It’s a fundamental principle of parallel streams that the encounter order doesn’t have to match the processing order. This enables concurrent processing of items of sublists or subtrees while assembling a correctly ordered result, if necessary. This explicitly allows bulk processing and even makes it mandatory for the parallel processing of ordered streams.
This behavior is determined by the particular implementation of the Spliterator
’s trySplit
implementation. The specification says:
If this Spliterator is ORDERED
, the returned Spliterator must cover a strict prefix of the elements
…
API Note:
An ideal trySplit
method efficiently (without traversal) divides its elements exactly in half, allowing balanced parallel computation.

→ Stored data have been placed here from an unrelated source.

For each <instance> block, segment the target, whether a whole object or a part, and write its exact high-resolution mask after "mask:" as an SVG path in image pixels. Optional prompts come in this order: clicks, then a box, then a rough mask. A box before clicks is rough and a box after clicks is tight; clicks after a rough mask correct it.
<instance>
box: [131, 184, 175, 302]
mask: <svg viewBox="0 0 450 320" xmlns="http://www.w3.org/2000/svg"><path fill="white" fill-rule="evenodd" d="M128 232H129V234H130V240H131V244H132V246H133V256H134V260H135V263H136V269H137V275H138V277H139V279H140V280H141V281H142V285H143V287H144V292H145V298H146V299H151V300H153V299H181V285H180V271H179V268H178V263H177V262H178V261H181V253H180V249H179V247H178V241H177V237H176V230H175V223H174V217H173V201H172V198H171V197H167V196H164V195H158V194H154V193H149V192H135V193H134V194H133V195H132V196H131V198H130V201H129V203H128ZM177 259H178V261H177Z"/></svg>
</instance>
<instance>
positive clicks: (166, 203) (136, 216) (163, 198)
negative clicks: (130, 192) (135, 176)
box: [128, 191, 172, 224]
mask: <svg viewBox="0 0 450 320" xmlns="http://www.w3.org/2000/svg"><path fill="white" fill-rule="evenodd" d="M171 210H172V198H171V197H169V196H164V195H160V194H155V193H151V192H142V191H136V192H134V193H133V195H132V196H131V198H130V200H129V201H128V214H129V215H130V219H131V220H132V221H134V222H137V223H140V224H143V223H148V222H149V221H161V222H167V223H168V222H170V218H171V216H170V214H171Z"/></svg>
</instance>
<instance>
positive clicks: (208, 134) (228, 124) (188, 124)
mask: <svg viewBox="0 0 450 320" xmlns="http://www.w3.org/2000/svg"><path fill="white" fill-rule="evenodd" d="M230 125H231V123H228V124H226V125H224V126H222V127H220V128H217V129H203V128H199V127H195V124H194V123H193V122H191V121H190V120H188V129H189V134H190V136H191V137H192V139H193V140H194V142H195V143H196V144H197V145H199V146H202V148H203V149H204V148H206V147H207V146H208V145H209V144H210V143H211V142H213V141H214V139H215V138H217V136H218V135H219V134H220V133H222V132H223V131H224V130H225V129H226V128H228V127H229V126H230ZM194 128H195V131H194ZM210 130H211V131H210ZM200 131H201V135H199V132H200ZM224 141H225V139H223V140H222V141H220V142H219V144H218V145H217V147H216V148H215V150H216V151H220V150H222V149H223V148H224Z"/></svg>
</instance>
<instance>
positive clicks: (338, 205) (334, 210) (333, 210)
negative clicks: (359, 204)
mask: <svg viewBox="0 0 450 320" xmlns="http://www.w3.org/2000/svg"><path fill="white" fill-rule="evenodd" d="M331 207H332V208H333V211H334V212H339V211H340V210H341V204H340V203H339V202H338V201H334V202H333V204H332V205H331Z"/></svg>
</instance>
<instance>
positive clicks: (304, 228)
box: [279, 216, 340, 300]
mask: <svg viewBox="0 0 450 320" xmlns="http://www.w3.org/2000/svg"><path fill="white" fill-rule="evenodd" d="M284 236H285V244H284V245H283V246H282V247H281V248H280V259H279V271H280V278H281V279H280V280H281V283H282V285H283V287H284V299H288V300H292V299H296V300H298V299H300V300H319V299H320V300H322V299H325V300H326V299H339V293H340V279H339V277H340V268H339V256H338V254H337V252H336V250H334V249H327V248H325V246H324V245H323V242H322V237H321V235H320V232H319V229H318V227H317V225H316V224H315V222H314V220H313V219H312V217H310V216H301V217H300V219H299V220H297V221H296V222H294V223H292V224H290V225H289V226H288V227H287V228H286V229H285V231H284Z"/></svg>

Why was this strategy fixed in the specification and not, e.g. an even/odd split?
Well, consider a simple use case. A list will be filtered and collected into a new list, thus the encounter order must be retained. With the prefix rule, it’s rather easy to implement. Split off a prefix, filter both chunks concurrently, afterwards, add the result of the prefix filtering to the new list, followed by adding the filtered suffix.

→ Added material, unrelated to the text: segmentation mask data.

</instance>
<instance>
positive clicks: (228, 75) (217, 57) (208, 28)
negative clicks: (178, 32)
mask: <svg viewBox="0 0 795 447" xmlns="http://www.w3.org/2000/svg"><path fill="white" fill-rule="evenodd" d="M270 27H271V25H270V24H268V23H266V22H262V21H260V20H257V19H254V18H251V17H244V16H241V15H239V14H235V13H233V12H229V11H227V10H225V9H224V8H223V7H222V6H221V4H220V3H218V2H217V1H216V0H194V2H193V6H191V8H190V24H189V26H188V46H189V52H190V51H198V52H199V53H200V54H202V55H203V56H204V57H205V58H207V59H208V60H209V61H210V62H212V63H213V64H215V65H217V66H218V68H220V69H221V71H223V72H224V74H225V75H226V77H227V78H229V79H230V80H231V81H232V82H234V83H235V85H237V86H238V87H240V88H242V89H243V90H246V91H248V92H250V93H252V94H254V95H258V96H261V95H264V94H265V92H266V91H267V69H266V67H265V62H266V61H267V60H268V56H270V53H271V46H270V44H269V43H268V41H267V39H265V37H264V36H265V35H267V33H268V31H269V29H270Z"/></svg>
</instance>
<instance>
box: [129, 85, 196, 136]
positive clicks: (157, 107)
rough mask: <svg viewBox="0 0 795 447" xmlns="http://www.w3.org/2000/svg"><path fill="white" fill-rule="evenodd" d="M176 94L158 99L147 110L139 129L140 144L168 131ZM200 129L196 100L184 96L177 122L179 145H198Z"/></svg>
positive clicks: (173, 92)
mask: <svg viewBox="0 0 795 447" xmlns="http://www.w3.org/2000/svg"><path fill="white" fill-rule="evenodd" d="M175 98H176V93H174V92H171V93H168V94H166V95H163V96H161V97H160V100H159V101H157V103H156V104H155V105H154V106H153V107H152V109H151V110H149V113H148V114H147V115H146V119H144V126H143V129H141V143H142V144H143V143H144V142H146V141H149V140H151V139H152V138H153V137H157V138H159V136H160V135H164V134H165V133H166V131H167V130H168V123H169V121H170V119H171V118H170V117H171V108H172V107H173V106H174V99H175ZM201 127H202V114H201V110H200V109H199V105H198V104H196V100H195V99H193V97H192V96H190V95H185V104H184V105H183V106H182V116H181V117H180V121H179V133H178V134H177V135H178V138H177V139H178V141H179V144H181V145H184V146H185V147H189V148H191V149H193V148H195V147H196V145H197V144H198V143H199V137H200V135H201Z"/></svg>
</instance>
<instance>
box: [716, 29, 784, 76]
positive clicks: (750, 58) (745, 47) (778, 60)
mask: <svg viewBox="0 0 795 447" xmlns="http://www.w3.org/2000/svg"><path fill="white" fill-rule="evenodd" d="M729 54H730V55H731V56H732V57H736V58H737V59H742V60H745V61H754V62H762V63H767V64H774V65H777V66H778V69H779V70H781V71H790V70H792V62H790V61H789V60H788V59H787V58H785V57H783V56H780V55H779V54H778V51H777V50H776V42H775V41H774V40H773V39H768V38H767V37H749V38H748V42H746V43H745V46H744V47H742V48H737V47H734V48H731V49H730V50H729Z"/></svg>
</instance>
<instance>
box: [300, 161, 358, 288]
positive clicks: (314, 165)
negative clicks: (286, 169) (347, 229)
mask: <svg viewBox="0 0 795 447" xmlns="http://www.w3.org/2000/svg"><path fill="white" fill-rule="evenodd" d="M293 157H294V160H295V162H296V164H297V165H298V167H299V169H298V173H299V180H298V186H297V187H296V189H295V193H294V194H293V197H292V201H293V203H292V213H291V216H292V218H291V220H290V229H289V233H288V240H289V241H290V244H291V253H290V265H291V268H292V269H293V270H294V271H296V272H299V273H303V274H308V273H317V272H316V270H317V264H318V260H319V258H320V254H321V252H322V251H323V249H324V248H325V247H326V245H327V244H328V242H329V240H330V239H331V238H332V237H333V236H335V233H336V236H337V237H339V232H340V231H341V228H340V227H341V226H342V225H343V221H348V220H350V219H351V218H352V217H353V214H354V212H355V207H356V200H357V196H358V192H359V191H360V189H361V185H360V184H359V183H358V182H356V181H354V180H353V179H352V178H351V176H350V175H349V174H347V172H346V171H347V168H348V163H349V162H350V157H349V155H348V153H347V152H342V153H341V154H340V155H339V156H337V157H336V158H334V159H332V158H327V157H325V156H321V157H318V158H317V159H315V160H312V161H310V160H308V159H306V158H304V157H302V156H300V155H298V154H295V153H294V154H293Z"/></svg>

With an even odd strategy, that’s impossible. You may filter both parts concurrently, but afterwards, you don’t know how to join the results correctly unless you track each items position throughout the entire operation.
Even then, joining these geared items would be much more complicated than performing an addAll
per chunk.
You might have noticed that this all applies only, if you have an encounter order that might have to be retained. If your spliterator doesn’t report an ORDERED
characteristic, it is not required to return a prefix. Nevertheless, the default implementation you might have inherited by AbstractSpliterator
is designed to be compatible with ordered spliterators. Thus, if you want a different strategy, you have to implement the split operation yourself.
Or you use a different way of implementing an unordered stream, e.g.
Stream.generate(()->{
LockSupport.parkNanos(TimeUnit.SECONDS.toNanos(1));
return Thread.currentThread().getName();
}).parallel().forEach(System.out::println);
might be closer to what you expected.